Sonntag, 28. Juni 2009

Zzzzz...

How can someone be so stupid?
I'm doing the same mistakes again and again and time just shoves me into it.
It's still application time and I'm late again. Whenever there was another deadline I was late and promised myself to do it better the next time. But that never happened. I'm late. Always! And that really annoys me. It just sucks that that I never manage to change myself a little bit!

Samstag, 27. Juni 2009

Endless repetition

It's so enoying! It seems like it never stops!
Whenever I'm at my parents house I just fall in a doom loop.
I eat too much.
I watch too much TV and don't manage to work off the stuff I need to do.
That really sucks and I can't wait to go back to the flat tomorrow!

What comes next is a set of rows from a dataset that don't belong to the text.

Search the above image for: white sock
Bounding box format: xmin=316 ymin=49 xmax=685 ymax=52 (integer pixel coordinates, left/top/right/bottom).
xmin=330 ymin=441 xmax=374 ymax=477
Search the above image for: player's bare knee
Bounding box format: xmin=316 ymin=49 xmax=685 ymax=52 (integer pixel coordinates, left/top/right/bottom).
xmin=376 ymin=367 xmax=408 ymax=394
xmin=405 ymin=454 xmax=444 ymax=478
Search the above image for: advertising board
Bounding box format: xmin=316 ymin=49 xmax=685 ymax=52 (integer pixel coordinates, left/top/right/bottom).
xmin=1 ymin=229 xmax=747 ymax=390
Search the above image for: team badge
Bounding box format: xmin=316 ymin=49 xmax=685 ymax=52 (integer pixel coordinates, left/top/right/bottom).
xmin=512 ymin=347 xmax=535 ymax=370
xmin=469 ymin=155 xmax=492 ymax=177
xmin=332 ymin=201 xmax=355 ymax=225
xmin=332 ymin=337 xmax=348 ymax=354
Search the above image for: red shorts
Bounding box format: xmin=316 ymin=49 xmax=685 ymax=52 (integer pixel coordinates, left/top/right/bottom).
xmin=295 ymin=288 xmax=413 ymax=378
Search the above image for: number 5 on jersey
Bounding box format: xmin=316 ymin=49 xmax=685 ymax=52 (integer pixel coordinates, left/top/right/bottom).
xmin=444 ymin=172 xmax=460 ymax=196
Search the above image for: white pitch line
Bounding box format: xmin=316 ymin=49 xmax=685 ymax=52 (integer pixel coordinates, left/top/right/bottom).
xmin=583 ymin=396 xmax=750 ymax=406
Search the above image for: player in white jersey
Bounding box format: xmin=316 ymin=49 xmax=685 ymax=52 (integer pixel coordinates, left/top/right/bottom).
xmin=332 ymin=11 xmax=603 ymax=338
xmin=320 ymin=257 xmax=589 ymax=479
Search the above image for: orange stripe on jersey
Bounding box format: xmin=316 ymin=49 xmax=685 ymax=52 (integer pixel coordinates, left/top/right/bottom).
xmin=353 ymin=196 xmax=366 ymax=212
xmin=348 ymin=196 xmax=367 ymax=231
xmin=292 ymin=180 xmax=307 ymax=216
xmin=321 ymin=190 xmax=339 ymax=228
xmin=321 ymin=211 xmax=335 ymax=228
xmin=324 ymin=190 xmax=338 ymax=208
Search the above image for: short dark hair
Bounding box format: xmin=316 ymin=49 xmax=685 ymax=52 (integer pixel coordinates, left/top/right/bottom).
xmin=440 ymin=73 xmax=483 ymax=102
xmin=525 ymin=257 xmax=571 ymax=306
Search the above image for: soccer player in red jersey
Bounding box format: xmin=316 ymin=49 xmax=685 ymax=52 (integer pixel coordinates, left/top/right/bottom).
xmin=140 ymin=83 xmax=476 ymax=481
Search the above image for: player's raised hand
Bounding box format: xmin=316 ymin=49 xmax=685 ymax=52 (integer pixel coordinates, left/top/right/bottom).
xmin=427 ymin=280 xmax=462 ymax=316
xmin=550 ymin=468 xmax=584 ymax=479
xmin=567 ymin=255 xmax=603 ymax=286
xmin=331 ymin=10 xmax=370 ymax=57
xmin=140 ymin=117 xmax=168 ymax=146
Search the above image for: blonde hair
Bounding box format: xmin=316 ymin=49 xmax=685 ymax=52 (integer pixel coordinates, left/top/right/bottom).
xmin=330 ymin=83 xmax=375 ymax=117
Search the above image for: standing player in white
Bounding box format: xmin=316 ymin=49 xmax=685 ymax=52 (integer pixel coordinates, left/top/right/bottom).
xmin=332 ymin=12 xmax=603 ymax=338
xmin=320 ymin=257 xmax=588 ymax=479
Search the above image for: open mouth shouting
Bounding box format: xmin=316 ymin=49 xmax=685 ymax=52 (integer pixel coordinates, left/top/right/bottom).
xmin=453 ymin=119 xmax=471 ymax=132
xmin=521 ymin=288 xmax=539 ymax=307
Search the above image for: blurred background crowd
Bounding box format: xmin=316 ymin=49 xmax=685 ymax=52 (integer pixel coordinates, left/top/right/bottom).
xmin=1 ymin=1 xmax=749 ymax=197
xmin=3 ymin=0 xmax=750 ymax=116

Now I need to get ready for the party. Yeah!

stuff

Now I moved into the new flat. Different that expectet M. is going to be there and not at Uni, but that's okay. She'll be away for a week sometimes and I'm at home at the weekend so we're not going on each others nerves ^^ 
The flat is so nice the only flaw: The web is going crazy sometimes. So I guess I need to find a Café with Wi-Fi.

On Wednesday I had an accident. My bike hates me, that stupid thing! I hate cycling in the city! Too many cars! Hope I get used to it soon! 

Dienstag, 23. Juni 2009

It's all in his hands

Well, this day was so much better than the last ones! 
I was praying last night and on the way to work and that proves again that it all lays in Gods hands. And that he's listening! That's such a great thing to know and so comforting.

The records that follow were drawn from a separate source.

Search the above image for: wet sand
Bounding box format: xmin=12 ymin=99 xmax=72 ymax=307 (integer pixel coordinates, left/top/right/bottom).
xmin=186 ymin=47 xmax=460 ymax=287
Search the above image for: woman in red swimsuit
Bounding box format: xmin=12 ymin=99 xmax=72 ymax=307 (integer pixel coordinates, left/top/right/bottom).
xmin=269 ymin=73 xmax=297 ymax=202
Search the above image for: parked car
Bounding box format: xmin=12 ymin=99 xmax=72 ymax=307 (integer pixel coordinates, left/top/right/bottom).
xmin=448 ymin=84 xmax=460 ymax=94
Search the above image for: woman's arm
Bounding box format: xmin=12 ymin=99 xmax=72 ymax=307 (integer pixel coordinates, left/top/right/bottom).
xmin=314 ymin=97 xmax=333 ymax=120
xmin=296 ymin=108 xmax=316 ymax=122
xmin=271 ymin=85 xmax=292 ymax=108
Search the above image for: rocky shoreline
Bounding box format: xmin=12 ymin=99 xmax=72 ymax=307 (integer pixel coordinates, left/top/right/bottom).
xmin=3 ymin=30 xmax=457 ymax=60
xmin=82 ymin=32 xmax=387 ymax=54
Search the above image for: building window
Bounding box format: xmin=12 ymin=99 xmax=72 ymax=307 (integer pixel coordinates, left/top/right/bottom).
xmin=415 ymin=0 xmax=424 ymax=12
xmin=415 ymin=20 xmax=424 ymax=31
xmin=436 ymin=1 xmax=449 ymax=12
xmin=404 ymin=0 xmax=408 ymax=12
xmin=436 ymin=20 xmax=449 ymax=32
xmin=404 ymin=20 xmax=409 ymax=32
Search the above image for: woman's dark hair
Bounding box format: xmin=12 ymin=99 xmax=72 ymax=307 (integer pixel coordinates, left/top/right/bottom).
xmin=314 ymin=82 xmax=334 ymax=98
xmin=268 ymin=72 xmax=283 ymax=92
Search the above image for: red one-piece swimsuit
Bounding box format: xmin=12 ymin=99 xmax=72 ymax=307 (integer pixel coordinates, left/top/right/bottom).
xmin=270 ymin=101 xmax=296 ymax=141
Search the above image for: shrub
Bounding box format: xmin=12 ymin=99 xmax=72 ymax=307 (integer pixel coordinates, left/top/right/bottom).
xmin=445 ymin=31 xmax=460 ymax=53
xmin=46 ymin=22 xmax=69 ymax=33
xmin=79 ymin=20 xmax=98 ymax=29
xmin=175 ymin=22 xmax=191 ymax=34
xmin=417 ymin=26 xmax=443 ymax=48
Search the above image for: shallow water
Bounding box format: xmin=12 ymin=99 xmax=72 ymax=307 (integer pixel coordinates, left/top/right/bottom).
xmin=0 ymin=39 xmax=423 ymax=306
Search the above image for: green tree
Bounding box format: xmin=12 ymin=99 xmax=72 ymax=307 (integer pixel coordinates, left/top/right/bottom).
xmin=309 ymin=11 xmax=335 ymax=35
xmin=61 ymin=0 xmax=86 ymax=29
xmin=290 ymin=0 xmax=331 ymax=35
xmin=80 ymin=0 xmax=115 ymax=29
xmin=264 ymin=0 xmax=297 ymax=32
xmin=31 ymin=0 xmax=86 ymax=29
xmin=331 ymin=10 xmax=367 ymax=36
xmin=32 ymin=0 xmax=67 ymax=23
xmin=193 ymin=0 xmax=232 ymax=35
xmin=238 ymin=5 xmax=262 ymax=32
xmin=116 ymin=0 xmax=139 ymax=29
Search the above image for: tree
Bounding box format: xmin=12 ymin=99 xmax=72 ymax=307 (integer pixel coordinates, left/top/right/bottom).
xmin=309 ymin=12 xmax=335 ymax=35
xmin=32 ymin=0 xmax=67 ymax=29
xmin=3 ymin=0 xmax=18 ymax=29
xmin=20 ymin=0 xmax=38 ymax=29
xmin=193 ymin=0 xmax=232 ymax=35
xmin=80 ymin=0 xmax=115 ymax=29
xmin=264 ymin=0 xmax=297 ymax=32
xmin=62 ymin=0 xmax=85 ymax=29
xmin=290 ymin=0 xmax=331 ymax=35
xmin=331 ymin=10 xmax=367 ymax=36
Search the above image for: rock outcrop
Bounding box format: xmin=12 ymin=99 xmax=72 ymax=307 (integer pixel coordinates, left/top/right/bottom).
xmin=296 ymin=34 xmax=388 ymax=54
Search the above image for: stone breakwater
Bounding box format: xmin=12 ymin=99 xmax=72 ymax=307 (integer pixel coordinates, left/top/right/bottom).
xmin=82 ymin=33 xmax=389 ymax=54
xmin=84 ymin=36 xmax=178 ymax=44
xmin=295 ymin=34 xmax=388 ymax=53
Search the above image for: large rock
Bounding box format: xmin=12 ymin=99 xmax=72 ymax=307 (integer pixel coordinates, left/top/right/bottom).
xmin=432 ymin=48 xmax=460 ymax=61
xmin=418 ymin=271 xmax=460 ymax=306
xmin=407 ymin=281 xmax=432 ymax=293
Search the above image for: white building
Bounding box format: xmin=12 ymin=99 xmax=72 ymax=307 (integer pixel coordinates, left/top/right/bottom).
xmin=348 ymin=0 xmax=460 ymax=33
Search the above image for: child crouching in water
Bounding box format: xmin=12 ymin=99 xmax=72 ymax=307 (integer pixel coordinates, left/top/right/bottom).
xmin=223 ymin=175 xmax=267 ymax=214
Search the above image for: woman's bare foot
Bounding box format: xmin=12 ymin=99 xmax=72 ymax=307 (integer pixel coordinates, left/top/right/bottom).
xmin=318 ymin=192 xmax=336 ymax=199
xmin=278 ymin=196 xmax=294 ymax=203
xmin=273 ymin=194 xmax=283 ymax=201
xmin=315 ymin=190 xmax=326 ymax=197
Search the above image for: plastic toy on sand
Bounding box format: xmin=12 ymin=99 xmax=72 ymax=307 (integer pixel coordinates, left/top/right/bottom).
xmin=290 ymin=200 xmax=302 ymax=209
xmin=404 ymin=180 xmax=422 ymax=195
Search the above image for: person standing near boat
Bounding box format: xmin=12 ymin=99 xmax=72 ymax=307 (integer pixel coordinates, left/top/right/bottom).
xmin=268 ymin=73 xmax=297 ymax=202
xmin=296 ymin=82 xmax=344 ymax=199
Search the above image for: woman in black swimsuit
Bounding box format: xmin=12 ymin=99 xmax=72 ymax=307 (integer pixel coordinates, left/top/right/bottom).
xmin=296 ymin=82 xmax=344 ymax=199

The one thing that makes my job ... "alright" is the fact that the nurse Christine is around and we're going along pretty well. So we were chatting today and she told me that she just can't stand the fact that he other staff is just shouting so much and I feld the same. I was very insecure at work from day one and the reason wa
s that I have no, absolutely no experiences with children and for that was looking at the staff to learn but I just couldn't believe in my heart that they're doing it the right way. But I had no idea so was trying to copy it and failed 'course it just didn't worked that well. I was annoyed about myself and the kids could feel it.
Now I'm quite releaved to know that there are other people thinking that it's not so good!
I need to stay calm and stop being angry at the wee ones!

Montag, 22. Juni 2009

New notebook, new flat, old me

Well, I was looking forward to get my macbook and I always had this stupid picture in my head that after getting it everything would change and I mean everything ! But of course it was naive and stupid and so predictable.

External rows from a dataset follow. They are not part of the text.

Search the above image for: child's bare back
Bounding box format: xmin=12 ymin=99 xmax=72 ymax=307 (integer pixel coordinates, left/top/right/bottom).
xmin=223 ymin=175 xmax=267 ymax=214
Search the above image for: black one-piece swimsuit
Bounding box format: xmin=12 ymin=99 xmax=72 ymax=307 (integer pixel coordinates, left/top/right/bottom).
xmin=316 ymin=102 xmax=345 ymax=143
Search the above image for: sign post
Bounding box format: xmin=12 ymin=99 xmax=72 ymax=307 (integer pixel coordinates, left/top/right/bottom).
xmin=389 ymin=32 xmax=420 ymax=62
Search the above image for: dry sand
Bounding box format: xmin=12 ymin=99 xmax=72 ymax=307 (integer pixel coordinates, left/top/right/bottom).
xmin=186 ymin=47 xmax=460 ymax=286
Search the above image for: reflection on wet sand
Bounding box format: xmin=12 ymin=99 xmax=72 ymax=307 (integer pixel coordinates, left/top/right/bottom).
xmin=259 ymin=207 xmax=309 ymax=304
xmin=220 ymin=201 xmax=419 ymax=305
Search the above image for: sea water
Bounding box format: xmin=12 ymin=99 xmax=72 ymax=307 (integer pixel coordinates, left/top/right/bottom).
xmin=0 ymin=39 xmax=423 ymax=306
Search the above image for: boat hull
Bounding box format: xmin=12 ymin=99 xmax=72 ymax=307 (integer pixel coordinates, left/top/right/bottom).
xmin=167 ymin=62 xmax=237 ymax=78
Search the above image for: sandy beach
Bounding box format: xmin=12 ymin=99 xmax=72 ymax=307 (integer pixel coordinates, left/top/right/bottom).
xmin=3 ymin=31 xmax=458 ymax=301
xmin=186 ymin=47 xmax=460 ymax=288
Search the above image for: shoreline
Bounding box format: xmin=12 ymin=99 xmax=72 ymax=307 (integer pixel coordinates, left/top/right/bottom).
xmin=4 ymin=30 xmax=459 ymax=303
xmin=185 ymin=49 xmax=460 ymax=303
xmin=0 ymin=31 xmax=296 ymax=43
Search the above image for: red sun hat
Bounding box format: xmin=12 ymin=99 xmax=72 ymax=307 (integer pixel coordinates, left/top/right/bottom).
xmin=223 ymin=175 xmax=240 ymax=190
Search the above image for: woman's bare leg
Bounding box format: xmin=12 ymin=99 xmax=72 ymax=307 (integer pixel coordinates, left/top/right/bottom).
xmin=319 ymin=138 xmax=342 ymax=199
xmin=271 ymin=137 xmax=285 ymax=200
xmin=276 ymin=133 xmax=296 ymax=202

Well, there's still hope. I didn't move in the new flat yet, so there might be change after moving out of my parents house. I need change! Desperately!
The only thing that scares me is, that it all lays in Gods hands, not so much in mine and I just don't know what to do. I mean, I'm just like trapped in old behaviour pattern and that's so tirering! I just have no idea what to do to change it all. I just don't know.